I realized this morning that I hadn’t updated in a while so thought I’d pop my head in and ramble for a little bit.
I’m 8.5 months on T thus far and really not a massive ton has been changing lately. Which is ok I suppose. I was one of those first out of the gate type guys. Lots of changes early on and now that I’m hitting that last home stretch of my first year, it was kind of expected that things would slow down.
Granted, facial hair is still ever slowly filling in. Slower than I prefer but it’s getting there none the less. Voice hasn’t dropped in a while as far as I can tell which is mildly saddening but I know it’s not done dropping either so that makes it a bit better.
Muscle and fat distribution is kinda up and down. Loosing weight is a slow race for me. My body likes to hold onto it with what feels like vice grips, so in order to loose it I have to work pretty darn hard and it usually falls off in small increments.
As far as most other things go, it’s going. I’ve been battling some depression that came out of what feels like no where. While it’s been a bit better in the last week or so, my motivation has dropped to hermit levels.

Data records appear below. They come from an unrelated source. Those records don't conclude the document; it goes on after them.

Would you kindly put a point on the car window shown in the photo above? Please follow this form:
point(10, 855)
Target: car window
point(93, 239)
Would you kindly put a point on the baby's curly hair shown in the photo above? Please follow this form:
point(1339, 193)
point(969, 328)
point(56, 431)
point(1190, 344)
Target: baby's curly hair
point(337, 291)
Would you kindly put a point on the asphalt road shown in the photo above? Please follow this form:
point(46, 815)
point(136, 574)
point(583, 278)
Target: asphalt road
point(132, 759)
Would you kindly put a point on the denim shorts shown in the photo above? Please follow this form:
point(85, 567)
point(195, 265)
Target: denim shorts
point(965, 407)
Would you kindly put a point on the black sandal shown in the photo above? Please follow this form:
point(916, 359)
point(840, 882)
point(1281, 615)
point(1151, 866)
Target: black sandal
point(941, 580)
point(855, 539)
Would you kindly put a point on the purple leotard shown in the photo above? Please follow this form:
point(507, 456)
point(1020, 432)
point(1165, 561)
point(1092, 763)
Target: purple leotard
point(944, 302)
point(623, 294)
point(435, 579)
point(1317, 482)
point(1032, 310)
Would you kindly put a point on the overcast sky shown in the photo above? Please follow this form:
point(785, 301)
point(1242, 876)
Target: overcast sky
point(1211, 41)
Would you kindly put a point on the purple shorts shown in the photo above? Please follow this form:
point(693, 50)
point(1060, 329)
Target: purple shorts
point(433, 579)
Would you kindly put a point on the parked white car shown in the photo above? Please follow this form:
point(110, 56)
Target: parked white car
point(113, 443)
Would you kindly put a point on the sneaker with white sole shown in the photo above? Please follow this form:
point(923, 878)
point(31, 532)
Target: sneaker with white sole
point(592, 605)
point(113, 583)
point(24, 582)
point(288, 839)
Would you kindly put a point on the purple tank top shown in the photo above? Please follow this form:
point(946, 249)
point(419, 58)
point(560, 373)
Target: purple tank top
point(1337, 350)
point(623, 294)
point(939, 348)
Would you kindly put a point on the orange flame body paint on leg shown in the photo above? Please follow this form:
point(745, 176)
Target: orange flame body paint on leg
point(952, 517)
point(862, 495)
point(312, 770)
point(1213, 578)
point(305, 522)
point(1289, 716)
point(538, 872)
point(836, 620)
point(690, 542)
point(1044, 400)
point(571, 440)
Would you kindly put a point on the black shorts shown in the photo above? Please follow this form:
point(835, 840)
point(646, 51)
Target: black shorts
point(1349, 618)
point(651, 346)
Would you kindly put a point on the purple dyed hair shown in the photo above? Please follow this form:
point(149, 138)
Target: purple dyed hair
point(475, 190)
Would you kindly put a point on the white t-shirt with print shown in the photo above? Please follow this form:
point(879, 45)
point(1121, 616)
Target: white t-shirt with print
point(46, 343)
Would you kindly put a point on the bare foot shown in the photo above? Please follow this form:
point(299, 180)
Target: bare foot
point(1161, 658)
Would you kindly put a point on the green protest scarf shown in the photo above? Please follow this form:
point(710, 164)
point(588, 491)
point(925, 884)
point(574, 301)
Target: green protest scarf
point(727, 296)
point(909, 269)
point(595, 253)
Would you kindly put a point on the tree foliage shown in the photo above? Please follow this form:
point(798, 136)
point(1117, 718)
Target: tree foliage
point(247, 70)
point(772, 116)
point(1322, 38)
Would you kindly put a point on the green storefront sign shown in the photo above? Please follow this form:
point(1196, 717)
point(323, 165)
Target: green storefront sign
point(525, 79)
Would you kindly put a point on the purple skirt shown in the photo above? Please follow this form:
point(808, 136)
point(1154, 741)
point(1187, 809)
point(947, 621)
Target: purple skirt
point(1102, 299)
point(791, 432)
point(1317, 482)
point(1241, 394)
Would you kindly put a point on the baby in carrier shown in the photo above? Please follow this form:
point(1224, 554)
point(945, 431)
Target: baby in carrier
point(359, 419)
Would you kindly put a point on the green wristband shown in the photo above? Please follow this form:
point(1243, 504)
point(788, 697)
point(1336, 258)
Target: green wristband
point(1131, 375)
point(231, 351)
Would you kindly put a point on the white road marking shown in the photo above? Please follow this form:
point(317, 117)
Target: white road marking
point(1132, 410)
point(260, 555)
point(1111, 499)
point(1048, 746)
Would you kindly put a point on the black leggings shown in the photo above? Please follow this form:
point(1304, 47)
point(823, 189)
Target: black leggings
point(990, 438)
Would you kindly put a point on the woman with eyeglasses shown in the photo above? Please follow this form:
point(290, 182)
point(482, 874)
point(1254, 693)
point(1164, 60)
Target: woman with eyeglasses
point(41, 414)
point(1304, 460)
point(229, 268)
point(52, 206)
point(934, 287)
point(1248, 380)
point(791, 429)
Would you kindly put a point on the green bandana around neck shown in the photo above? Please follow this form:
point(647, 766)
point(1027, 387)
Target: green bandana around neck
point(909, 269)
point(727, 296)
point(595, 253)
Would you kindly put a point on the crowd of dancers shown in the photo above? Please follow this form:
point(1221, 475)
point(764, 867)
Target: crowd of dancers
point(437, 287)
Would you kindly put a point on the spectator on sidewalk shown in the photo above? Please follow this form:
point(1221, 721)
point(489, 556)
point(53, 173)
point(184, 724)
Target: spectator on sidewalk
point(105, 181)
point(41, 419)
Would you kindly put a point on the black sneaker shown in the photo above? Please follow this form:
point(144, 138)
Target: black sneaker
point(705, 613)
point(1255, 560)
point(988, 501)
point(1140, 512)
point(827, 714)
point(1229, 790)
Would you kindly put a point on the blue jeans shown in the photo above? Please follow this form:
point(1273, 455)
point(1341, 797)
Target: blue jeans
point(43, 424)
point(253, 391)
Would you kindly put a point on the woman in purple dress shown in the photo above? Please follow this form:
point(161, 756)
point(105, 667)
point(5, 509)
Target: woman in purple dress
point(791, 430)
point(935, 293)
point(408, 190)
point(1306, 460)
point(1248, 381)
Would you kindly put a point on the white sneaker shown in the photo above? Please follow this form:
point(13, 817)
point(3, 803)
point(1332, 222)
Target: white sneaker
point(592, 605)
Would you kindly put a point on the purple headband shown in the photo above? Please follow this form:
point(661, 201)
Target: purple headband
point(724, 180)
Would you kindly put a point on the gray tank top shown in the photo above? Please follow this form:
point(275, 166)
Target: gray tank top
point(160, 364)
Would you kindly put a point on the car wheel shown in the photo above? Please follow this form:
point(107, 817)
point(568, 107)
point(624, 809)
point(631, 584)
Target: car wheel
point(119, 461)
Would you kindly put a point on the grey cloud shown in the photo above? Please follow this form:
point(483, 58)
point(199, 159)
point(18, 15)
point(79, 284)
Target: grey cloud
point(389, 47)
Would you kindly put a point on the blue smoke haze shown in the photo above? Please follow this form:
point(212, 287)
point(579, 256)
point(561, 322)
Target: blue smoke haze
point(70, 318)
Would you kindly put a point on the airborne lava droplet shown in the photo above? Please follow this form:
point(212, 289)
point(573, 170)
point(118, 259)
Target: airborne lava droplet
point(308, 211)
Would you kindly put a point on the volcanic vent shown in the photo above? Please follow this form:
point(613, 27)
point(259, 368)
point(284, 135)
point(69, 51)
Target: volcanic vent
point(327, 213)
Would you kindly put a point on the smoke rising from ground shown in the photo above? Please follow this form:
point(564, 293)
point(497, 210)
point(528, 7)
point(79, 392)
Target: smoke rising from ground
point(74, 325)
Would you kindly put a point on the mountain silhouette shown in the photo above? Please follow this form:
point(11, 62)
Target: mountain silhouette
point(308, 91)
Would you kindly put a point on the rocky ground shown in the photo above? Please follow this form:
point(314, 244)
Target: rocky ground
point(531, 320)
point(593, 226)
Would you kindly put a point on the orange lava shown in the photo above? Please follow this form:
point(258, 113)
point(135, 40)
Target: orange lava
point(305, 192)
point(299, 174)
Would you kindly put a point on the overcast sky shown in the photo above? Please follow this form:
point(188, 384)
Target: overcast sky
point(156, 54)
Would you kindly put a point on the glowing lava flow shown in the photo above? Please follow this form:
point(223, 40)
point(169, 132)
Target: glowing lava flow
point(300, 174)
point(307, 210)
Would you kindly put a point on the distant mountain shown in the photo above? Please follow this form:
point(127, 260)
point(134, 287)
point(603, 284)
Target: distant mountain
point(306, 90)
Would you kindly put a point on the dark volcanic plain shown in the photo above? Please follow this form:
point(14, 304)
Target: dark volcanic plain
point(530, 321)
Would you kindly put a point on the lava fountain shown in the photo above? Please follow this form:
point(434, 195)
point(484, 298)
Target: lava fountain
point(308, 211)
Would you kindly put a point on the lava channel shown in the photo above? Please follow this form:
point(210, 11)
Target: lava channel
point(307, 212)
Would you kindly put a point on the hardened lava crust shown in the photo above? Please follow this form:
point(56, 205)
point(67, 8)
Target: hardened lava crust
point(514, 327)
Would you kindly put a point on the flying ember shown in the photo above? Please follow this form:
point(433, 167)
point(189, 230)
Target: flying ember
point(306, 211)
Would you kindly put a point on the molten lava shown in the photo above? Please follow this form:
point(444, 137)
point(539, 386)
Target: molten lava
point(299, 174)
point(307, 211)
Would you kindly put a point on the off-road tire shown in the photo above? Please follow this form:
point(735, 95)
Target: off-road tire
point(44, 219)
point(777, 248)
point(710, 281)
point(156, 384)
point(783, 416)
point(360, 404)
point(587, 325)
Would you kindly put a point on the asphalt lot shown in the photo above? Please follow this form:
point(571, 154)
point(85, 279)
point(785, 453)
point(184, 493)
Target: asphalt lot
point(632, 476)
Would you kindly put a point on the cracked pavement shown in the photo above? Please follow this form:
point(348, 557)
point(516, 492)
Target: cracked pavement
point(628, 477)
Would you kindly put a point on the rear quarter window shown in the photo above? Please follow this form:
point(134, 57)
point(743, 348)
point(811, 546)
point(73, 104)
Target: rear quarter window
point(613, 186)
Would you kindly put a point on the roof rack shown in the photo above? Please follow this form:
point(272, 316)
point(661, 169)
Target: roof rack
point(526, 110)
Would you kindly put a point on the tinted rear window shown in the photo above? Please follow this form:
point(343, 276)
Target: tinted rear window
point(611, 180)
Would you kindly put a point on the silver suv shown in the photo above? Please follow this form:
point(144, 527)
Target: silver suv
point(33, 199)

Getting up to do anything out side of my house is a struggle for me right now and my work has severely slacked which only sends me kind of in a never ending loop sort of thing.
While I’m not 100% sure what’s caused it, if I had to take a guess it’s just probably everything from this year I’ve dealt with coming to crash around me.
I usually pride my self on being able to handle stuff as it comes, but this year in particular was not a pleasant one.
On a good note though, no sign of any more bed bugs in the last month *knocks on wood*.
Though it’s been a bit of a struggle this year, it has made me realize that my life in general is not going where I want it to go. With my new identity out to the world now, and my body ever changing with it, I’ve decided that it’s time I pick up the rest of the pieces too.
Next year I’ll be applying to go to a community college in my area. I want to study into a mental health and therapy career and eventually branch off in gender/sexuality/lgbt studies and become a gender/family health therapist.
This is actually something I’ve wanted to do for a while now and I’m honestly not sure why I held my self back for so long. But enough is enough. It’s time I take my life back.
With that said, I’ve decided to get my name and gender marker changed asap. I’m actually going out today to go look into the name change first. Gender will be a bit more tricky but I’d like to have it changed before March of next year if the state allows me to.
This way when I do apply for college I’ll have hopefully the correct name and gender on there.
That’s pretty much it for now. I could go on about certain family members that are giving me some pronoun/name grief again but I’ve been down that road before lol. It’s not worth mentioning past this sentence.
If anyone has any questions/comments, feel free to post some. I’ve also updated my gallery with a new head shot and bonus, I got a new hair cut last night.
Hope everyone has a good day and I’ll catch ya on the flip side.